# hydration pack advice



## lgoldie10 (Jan 15, 2012)

im looking to buy a hydration pack but i need one that can hold a lunchbox of food, tools, a bottle of water and possible a jacket. i have a budget of up to 30-40 pound.

could anyone help?

thanks


----------



## TiGeo (Jul 31, 2008)

Look at the Osprey line of packs...very nice and feature-laden.


----------



## ltk1144 (Dec 16, 2011)

Yea Ospreys is good.


----------



## TiGeo (Jul 31, 2008)

The magnetic bite-value is no-joke, I LOVE IT. No more tube bouncing around. I have had Camelbak products for years and they are fine, but the Osprey just is much nicer IMHO. I have a smaller pack, the Viper 7; I rarely ride more than 2 hours and am always a short hike back to civilization.


----------



## tatt22d (Apr 25, 2012)

I'm having the same problem. I now use my old army bag which is a giant CamelBak "Mother Load", way to big for what I need. I need something slightly bigger than the Osprey's, carry small tool kit, first aid, extra tubes, pump, and snacks, also water bladder. Anybody have any suggestions?


----------



## mazspeed (Oct 17, 2004)

TiGeo said:


> Look at the Osprey line of packs...very nice and feature-laden.

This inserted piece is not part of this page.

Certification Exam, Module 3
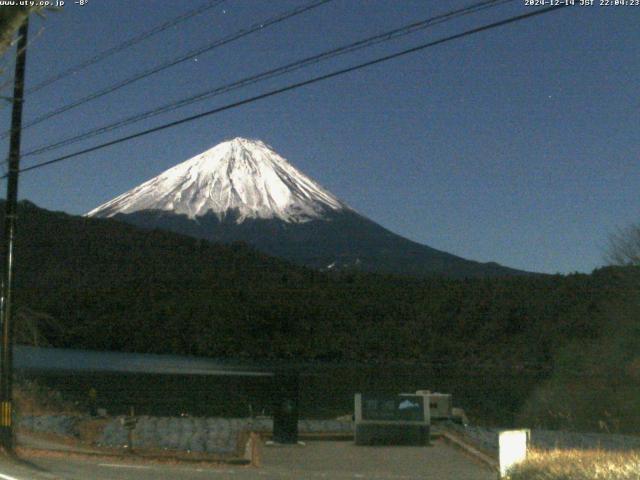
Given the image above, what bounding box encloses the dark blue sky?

+2 I have had camelbaks and a new Osprey pack. The Osprey feels better, and has way more options. Nothing against Camelbaks but the Osprey is a really top notch pack.


----------



## Nubster (May 15, 2009)

The Osprey options are probably pretty limited for only 40pounds. They are on the highend of the price range when it comes to hydration packs. That said, they are good quality and certainly worth the money. CamelBak is good stuff as well. Personally, I love my HydraPak though the one I got is a little small. When I can afford it, I'll get a larger pack, another HydraPak.


----------



## ltk1144 (Dec 16, 2011)

tatt22d said:


> I'm having the same problem. I now use my old army bag which is a giant CamelBak "Mother Load", way to big for what I need. I need something slightly bigger than the Osprey's, carry small tool kit, first aid, extra tubes, pump, and snacks, also water bladder. Anybody have any suggestions?

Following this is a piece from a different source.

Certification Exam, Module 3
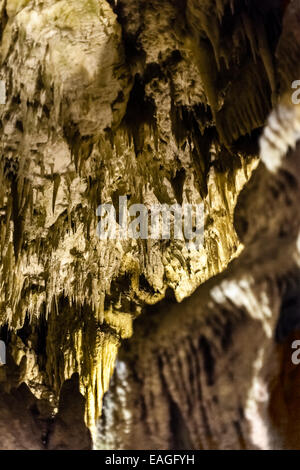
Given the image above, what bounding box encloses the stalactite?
[0,0,297,447]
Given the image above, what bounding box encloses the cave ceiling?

Osprey can go as big as you need. Look at Syncro 15, Viper 13, and Raptor 14 or 18 depending on what you want. You could probably get by with just a 10 since I carry all that stuff in mine plus some extras like paracord, binoculars and a Ka-bar depending on the occasion....I would suggest a larger one though because I cant fit much along the lines of even the lightest spare clothing. One the stretch pocket on my Raptor 10 I can barely fit work gloves.

I have a thread forums.mtbr.com/apparel-protection/osprey-781813.html


----------



## Posterchild66 (May 24, 2012)

I have been quite content with my Camelbak Mule. I think it will hold what you need. Also depends a bit on how much water capacity you want. 

Maybe when it breaks I will step up to an Osprey.


----------